Review – Hinterlands and Inlands: the archaeology of west Cambridge and Roman Cambridge revisited

3 mins read
Christopher Evans and Gavin Lucas
McDonald Institute for Archaeological Research, £45
ISBN 978-1902937892
Review Kasia Gdaniec

Despite the title, this book is about far more than the archaeology of Roman Cambridge and its western hinterland. It includes associated research into human landscape evolution, historiography, and biography, as well as a history of the 20th-century development of the university, and the homes and activities of its academics and antiquarians.

Supported by a large corpus of illustrations, photographs, and tables, seven chapters deliver detailed evidence from a series of ‘town sites’ and those in its rural hinterland, excavated over the last 30 years by Cambridge Archaeological Unit, the university’s commercial field unit. CAU’s research team and specialist staff, past and present, contribute site narratives and syntheses about the human populations as well as the settlements, fields, and cemeteries that occupied the rural western hinterland of Iron Age and Roman Cambridge, knowledge gained from development-led investigations conducted in advance of major university and college expansion programmes in the late 20th and early 21st centuries.
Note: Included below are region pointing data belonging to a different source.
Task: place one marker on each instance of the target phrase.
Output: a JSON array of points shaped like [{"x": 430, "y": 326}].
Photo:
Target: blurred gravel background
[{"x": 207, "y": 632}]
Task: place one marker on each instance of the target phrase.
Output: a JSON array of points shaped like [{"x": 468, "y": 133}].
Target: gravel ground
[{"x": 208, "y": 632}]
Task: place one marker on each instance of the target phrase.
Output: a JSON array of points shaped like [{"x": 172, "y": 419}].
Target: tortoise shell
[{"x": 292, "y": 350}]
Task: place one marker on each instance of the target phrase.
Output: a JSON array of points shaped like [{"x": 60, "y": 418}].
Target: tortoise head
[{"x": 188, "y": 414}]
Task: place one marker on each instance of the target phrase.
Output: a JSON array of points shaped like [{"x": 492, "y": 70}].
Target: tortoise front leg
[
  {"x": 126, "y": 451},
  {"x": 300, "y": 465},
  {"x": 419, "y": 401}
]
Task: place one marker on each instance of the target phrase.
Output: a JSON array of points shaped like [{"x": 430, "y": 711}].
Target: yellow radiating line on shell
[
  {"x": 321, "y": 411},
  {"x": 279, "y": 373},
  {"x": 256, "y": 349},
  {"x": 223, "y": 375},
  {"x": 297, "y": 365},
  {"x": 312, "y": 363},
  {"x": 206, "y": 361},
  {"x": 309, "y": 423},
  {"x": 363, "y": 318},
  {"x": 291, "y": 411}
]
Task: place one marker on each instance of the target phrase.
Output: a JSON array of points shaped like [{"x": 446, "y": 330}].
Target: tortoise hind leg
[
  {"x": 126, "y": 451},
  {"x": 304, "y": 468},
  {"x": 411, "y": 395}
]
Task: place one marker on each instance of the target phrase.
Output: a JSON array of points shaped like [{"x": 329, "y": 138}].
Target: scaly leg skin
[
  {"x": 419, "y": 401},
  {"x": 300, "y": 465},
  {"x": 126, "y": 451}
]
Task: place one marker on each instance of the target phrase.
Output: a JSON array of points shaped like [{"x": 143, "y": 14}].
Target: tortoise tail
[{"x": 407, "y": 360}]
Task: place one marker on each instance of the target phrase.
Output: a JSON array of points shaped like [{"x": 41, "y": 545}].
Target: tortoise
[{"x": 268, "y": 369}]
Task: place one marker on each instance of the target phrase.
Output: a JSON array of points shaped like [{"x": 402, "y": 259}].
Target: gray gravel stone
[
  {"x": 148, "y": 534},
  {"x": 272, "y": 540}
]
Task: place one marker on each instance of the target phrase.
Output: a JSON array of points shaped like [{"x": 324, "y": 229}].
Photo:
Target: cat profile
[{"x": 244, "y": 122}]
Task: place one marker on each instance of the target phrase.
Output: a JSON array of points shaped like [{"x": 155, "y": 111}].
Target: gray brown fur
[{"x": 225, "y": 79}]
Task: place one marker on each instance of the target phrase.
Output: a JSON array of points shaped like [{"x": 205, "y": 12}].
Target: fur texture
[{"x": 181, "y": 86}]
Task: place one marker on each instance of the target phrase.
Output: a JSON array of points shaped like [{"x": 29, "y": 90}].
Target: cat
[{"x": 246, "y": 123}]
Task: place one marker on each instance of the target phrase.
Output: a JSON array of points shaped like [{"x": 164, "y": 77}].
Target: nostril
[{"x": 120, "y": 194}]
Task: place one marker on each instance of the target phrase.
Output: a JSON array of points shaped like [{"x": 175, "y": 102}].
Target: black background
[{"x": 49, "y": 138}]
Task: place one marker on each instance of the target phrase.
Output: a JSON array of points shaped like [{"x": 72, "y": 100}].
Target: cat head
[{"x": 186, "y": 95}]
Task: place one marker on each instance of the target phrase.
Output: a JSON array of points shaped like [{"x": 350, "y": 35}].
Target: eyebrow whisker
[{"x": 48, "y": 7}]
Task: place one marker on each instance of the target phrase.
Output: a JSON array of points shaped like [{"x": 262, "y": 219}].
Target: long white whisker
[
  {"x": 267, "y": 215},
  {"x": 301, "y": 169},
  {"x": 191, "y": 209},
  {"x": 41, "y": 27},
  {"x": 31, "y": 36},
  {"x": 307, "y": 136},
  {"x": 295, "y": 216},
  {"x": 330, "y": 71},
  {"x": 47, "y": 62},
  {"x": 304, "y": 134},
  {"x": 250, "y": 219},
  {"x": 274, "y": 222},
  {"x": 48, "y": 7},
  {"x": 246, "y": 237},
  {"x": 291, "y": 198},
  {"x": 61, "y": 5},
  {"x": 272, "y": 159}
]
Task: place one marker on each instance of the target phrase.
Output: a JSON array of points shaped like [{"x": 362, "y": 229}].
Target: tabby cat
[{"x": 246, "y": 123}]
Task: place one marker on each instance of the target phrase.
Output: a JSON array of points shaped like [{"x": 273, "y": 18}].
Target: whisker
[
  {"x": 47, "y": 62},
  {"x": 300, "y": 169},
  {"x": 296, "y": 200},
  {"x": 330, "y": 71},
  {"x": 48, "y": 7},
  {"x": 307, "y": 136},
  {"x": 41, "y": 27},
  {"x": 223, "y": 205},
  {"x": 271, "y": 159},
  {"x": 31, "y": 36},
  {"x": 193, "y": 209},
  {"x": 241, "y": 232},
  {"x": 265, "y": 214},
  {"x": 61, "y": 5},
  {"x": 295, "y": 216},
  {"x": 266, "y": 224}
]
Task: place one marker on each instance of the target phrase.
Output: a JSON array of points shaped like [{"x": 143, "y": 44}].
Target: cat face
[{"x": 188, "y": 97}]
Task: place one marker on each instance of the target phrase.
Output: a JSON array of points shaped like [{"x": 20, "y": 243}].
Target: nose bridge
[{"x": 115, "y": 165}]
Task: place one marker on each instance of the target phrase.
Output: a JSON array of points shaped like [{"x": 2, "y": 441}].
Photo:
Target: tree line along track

There is an important reappraisal of the archaeology of the ‘upper town’ – from Iron Age origins to a high-status settlement on Castle Hill, overlooking the River Cam – and also comprehensive site analysis of CAU’s largest excavation, Vicars Farm, in the West Cambridge research campus, with the results of scientific sampling strategies and aDNA analysis of individuals from Cemetery D. Comparative work extends to similar settlements in the region and concludes that what was understood of the scale and intensity of Roman settlement in and around Cambridge in the mid-20th century has been overturned in the 21st. Research on the supply farms and high-status settlements in the immediate environment of Durolipons – from which Roman provincial order was administered – now provides a clearer picture of the support network of labour and provisioning for the town.

This timely book will be a useful reference guide for researchers dealing with similar hinterland locations of towns and settlements along the Roman road network, and for those wishing to discover aspects of the development of the research campuses of the University of Cambridge.